Re: client-store interface from Robert Collins on 2003-10-30 (squid-dev)

From: Robert Collins <robertc@dont-contact.us>
Date: Fri, 31 Oct 2003 08:58:21 +1100

On Thu, 2003-10-30 at 12:25, Henrik Nordstrom wrote:
> On Thu, 30 Oct 2003, Robert Collins wrote:
>
> > I don't agree on this - but it's largely irrelevant at this point, as
> > I've no short term plans for merging of ranges - when someone starts to
> > work on this we can finalise the design.
>
> Some reasons just scratching the surface:
>
> * read-ahead gap logics

Addressable quite straightforwardly in either approach.

> * store merge logics when there is multiple data feeds (different clients
> requesting different not yet cached ranges)

Heh, I actually consider this a reason to feed into one store object
rather than a new one.

> > > * when a store client is initiated it must indicate if a ranged/partial
> > > response is acceptable, and in such case what ranges it wants.
> >
> > This is sort of in place - the client simply asks for the ranges it
> > wants, one at a time.
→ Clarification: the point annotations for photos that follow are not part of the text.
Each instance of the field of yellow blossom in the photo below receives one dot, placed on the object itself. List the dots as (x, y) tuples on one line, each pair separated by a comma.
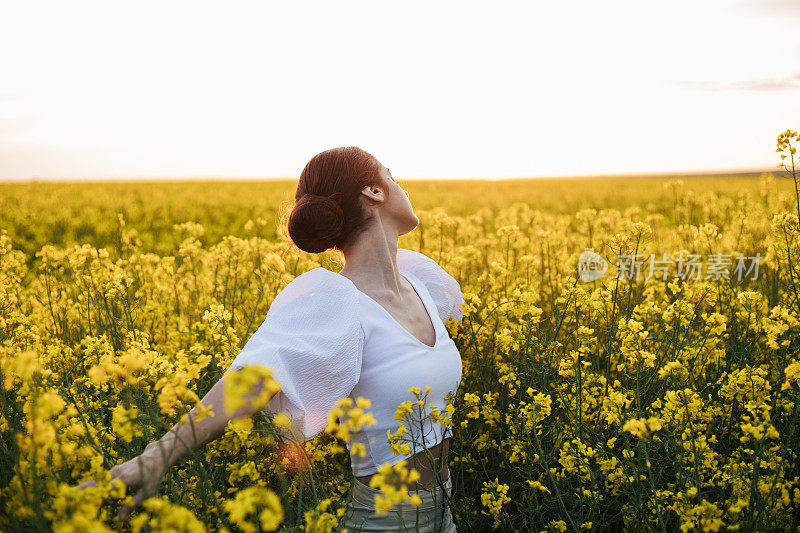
[(631, 354)]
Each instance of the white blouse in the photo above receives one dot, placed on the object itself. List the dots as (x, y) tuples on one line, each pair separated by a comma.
[(324, 340)]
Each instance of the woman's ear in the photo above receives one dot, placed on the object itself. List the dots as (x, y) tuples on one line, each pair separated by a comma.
[(374, 193)]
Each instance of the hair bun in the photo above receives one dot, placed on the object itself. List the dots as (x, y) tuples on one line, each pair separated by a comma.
[(316, 223)]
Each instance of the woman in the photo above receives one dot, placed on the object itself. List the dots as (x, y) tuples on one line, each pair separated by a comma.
[(373, 330)]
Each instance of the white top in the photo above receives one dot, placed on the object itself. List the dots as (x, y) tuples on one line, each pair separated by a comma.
[(324, 340)]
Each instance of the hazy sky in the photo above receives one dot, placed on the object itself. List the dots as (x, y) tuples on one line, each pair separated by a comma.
[(432, 89)]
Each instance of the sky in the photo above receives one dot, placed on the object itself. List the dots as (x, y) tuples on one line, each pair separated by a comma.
[(432, 89)]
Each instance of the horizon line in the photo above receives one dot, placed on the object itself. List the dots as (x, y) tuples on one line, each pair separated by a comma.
[(677, 173)]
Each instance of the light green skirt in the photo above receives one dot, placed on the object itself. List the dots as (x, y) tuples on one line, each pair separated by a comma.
[(432, 515)]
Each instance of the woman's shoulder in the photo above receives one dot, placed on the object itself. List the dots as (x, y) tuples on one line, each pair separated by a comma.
[(443, 288), (317, 289)]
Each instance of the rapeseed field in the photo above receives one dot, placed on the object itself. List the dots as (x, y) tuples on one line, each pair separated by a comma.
[(630, 347)]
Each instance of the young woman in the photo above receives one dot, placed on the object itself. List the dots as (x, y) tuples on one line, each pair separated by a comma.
[(373, 330)]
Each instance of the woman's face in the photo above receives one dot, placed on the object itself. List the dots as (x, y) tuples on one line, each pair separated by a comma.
[(396, 205)]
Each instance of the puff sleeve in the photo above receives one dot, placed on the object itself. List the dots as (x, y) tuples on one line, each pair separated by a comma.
[(312, 340), (444, 289)]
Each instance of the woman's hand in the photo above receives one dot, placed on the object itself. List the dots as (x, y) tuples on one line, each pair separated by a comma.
[(143, 471)]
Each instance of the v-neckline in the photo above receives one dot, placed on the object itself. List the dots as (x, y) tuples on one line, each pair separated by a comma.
[(409, 277)]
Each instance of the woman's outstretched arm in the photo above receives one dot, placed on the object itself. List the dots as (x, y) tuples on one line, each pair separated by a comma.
[(145, 470)]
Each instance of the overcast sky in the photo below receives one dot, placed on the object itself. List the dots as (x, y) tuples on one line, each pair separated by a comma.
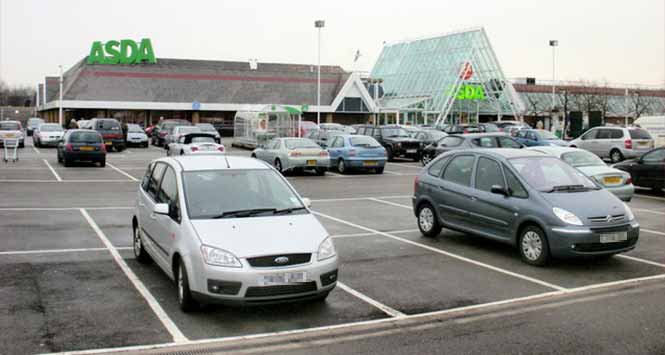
[(600, 40)]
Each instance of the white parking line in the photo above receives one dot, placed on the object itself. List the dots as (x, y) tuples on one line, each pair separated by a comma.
[(57, 177), (439, 251), (122, 172), (385, 309), (56, 251), (177, 335)]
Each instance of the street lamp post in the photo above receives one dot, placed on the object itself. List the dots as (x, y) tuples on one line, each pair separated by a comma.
[(553, 43), (318, 24)]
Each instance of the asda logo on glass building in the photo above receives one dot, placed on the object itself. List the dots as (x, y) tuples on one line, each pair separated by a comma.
[(125, 51)]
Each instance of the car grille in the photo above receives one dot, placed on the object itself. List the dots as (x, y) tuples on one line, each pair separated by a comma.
[(604, 219), (269, 261), (280, 290), (596, 247)]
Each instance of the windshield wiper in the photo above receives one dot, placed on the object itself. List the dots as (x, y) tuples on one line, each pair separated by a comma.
[(289, 210), (245, 213)]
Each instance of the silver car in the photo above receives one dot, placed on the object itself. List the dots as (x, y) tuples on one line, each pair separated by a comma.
[(287, 154), (616, 181), (231, 230), (615, 143), (523, 198)]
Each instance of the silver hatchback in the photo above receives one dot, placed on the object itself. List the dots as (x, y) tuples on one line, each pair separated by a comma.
[(231, 230)]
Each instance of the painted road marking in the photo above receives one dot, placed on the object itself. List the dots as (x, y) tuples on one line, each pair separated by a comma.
[(122, 172), (57, 177), (177, 335), (442, 252)]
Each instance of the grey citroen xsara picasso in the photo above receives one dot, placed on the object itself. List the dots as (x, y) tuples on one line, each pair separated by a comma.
[(524, 198)]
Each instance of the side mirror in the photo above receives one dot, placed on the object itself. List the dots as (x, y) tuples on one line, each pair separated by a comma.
[(499, 190), (307, 202), (161, 208)]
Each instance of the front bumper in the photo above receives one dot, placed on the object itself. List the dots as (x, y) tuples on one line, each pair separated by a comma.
[(581, 241), (241, 285)]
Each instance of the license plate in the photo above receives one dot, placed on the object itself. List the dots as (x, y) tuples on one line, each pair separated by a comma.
[(613, 237), (611, 180), (283, 278)]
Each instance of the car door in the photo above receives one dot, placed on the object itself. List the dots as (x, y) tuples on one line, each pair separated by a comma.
[(455, 194), (492, 212), (167, 227)]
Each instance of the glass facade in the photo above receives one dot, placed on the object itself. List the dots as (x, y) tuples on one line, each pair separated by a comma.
[(454, 76)]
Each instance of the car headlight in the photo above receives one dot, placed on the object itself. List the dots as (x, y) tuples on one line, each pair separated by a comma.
[(326, 249), (566, 216), (629, 212), (219, 257)]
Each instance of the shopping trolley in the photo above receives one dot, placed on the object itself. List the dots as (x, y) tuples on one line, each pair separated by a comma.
[(10, 147)]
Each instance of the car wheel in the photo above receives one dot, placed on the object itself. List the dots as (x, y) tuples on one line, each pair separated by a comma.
[(139, 250), (616, 156), (427, 221), (425, 159), (533, 246), (341, 166), (185, 299)]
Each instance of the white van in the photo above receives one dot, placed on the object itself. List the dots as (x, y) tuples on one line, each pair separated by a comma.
[(656, 127)]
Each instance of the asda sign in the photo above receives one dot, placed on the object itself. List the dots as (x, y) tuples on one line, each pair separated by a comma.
[(125, 51)]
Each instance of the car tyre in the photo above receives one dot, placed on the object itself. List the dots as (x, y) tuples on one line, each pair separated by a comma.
[(140, 253), (185, 299), (616, 156), (533, 246), (428, 223)]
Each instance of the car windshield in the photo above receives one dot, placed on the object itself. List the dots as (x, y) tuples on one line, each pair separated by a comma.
[(50, 128), (582, 158), (549, 174), (9, 126), (85, 137), (300, 143), (238, 193), (364, 141), (546, 135), (394, 132)]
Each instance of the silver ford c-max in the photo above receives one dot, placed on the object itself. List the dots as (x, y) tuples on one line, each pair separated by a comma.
[(231, 230)]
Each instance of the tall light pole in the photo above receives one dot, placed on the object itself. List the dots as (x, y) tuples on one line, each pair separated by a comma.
[(553, 43), (60, 99), (318, 24)]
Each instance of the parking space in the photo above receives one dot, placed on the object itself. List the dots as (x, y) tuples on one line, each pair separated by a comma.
[(69, 280)]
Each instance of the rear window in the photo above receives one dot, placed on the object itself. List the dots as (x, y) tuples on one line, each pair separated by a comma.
[(85, 137), (639, 133)]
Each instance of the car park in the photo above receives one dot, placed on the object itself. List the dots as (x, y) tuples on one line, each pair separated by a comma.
[(615, 142), (210, 129), (293, 154), (32, 123), (219, 211), (82, 145), (47, 134), (468, 141), (395, 139), (647, 170), (539, 137), (352, 152), (111, 132), (12, 130), (160, 133), (195, 144), (614, 180), (136, 136), (562, 213)]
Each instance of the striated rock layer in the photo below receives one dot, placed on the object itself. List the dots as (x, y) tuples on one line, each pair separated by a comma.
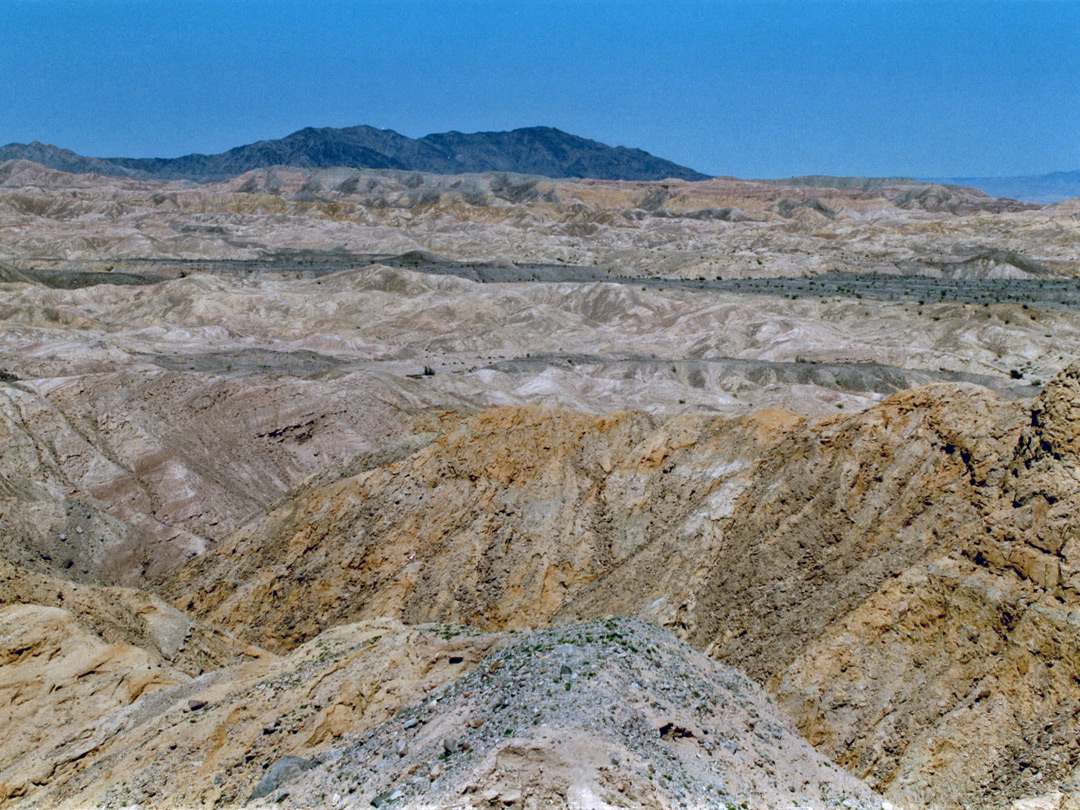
[(902, 579)]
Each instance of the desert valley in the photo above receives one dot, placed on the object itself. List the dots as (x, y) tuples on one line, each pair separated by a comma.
[(346, 487)]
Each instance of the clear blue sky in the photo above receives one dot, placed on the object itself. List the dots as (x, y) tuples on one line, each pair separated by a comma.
[(748, 89)]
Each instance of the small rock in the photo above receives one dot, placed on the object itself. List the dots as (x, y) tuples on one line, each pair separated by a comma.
[(285, 769), (386, 796)]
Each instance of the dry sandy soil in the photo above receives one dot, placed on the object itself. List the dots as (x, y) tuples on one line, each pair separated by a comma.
[(346, 488)]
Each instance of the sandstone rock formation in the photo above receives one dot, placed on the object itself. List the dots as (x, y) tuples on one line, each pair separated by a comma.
[(358, 437)]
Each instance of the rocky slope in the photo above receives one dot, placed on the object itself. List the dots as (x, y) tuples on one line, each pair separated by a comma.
[(868, 568), (363, 402), (612, 714)]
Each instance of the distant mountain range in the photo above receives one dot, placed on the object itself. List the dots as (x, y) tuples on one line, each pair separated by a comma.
[(1044, 188), (541, 150)]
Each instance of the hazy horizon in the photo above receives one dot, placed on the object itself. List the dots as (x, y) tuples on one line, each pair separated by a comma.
[(768, 89)]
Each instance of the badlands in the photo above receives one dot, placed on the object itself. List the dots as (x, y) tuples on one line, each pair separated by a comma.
[(349, 488)]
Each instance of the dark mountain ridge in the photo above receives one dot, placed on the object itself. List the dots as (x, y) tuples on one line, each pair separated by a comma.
[(540, 150)]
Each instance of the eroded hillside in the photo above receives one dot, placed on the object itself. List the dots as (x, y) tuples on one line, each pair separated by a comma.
[(327, 489)]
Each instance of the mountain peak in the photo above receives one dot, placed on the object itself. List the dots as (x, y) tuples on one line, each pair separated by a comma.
[(540, 150)]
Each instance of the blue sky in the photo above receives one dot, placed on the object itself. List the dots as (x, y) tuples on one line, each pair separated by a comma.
[(747, 89)]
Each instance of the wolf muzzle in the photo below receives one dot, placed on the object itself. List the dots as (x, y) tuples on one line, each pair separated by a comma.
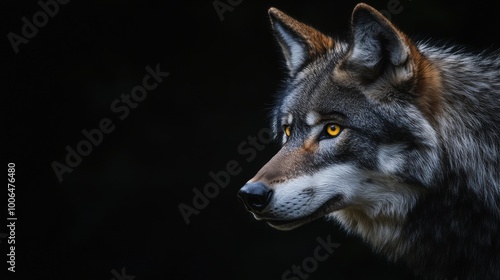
[(255, 196)]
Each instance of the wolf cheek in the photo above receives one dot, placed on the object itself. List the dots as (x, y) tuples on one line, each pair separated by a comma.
[(414, 170)]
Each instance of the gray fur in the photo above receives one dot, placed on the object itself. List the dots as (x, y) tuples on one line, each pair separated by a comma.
[(422, 189)]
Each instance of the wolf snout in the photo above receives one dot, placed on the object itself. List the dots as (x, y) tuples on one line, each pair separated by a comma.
[(255, 196)]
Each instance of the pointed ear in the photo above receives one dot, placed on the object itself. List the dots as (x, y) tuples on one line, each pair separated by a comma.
[(377, 48), (300, 43)]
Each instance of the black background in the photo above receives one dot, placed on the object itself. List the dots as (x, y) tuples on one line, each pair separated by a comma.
[(118, 208)]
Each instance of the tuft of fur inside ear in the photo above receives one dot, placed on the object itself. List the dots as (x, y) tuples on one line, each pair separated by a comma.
[(299, 42), (378, 48)]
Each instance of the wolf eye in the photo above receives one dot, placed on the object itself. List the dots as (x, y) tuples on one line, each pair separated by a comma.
[(333, 129), (288, 130)]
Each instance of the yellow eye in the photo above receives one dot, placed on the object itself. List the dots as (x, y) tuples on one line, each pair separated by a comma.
[(288, 130), (333, 129)]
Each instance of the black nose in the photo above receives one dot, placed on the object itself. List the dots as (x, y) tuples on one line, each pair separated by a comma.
[(255, 196)]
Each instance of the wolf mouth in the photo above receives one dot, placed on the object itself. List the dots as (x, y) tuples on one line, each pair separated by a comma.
[(333, 204)]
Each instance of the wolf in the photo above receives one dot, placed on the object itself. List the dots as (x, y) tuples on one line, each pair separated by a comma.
[(394, 138)]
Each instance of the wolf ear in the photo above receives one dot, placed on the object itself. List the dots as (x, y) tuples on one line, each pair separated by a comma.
[(299, 42), (377, 46)]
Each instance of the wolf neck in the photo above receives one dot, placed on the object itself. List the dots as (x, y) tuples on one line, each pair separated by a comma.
[(382, 230)]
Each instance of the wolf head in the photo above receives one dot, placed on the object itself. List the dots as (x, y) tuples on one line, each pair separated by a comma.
[(355, 119)]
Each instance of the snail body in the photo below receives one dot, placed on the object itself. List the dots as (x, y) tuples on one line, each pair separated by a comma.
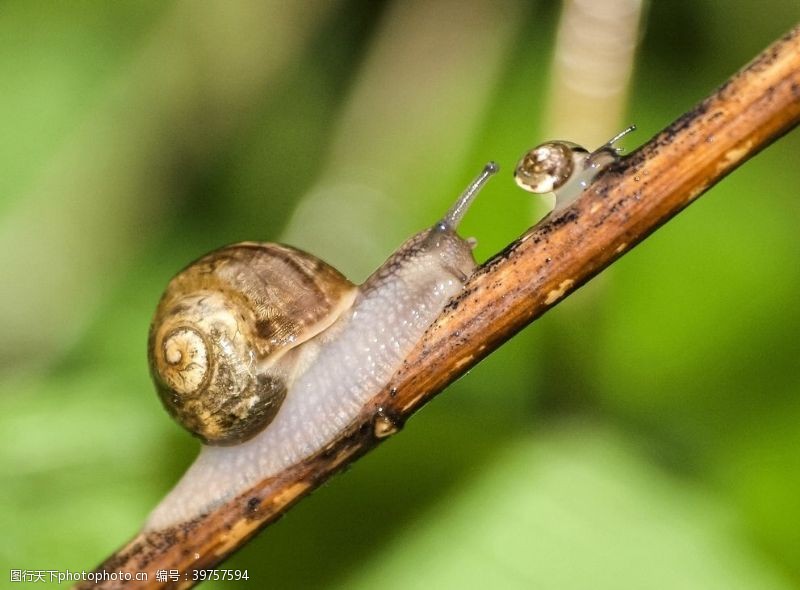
[(564, 168), (328, 367)]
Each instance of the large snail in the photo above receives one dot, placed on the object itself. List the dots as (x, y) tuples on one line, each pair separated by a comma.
[(565, 168), (266, 353)]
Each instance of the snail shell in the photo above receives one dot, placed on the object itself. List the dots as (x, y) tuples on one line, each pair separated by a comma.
[(564, 167), (343, 347), (219, 340)]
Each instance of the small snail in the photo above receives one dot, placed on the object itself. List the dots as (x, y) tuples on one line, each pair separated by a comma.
[(564, 168), (266, 353)]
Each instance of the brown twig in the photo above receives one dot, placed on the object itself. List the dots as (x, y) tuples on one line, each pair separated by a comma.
[(622, 207)]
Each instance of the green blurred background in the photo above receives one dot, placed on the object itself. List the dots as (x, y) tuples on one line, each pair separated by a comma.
[(642, 435)]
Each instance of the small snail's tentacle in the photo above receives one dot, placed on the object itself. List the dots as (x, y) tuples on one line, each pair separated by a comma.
[(565, 168), (457, 211), (620, 135)]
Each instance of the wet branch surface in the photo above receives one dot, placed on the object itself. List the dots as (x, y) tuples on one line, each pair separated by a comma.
[(622, 207)]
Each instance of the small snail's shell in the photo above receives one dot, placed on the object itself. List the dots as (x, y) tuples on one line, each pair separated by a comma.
[(549, 166), (219, 340)]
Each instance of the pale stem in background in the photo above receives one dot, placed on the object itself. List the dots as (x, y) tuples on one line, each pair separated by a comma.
[(591, 70)]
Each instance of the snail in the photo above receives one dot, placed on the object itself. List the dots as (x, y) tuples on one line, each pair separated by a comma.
[(265, 352), (564, 167)]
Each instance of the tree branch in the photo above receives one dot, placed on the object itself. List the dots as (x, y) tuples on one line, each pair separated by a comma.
[(622, 207)]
The range metadata is passed through to http.cc,
> > which then obtains those ranges or the full object as appropriate and as
> > per policy.
>
> Here we differ considerably.
>
> What I propose is an API where the store dictates to the client what the
> client gets. The client just gives the guidelines on what it wants at
> start.

That has serious issues for things like 1XX Continue support.

> > The data ordering is only a SHOULD for multipart requests, it's a MUST
> > for single-part requests.
>
> Right, which is a special case of the non-ranged store client logics.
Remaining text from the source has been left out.